Le jeu dans l’entreprise en vaut la chandelle

Si vous avez gardé votre âme d’enfant, réjouissez-vous : le jeu revient en force dans l’entreprise. Recrutement, formation, service à la clientèle, innovation, aucun secteur ne semble y être épargné. Entre les bons vieux jeux traditionnels, les jeux sérieux (serious games) et la ludification des processus professionnels, tout le monde y trouvera son compte… et surtout l’employeur.

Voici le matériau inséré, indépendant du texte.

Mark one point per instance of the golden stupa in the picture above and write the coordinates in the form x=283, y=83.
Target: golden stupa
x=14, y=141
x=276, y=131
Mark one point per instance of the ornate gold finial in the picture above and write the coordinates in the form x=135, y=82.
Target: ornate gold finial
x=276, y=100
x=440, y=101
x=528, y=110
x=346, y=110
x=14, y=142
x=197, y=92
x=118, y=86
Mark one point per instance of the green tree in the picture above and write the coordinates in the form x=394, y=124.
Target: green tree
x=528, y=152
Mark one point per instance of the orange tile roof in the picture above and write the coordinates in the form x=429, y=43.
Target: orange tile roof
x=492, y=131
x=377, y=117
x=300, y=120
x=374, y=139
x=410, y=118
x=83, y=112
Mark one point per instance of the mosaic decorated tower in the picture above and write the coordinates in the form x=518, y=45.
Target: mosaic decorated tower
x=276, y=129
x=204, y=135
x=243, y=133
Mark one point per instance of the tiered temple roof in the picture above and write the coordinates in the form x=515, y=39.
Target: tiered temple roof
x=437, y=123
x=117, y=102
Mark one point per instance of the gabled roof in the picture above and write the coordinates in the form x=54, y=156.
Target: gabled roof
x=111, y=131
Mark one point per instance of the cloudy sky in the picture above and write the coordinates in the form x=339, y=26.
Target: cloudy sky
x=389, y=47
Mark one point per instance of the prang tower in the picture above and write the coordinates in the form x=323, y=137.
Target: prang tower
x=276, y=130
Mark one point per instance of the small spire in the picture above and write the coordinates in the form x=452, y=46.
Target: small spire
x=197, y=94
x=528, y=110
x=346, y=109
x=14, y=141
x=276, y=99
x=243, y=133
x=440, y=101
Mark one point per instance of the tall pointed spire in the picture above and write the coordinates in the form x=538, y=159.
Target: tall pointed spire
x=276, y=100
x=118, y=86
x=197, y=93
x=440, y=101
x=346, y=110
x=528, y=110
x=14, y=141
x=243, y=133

Du jeu de cartes aux serious games

Pour aborder une question délicate, pour désamorcer une situation qui pourrait s’envenimer ou encore pour améliorer l’ambiance de travail, votre gestionnaire pourrait bien en réunion vous surprendre en dégainant un jeu de cartes. Un petit « delegation poker » pour clarifier les prises de décision dans l’entreprise? Un « speed boat » pour identifier les freins liés à un projet? Un « fish philosophy » pour apporter des pensées positives à l’étage? Ou encore un « kackathon » pour créer une émulation, et non une compétition, au sein d’une équipe? Si votre supérieur est né avec un iPhone entre les mains, il penchera plus pour les jeux sérieux (serious games). Développés officiellement pour créer adhésion et efficacité au sein de l’équipe, ils permettent un retour sur investissement bien intéressant à l’employeur qui voit ses salariés se prendre au jeu de l’échelle de valeurs (classement, badge, points, récompenses…), et ce, quel que soit le type de jeux sérieux développés : ludoéducatif, infosanté (ex. : formation des infirmières), sensibilisation ludique (ex. : privilégier la collaboration à la compétition), simulation, jeux de rôles (ex. : client-vendeur), jeux de recherche ou encore jeu d’entraînement (ex. : manipulation d’une machine).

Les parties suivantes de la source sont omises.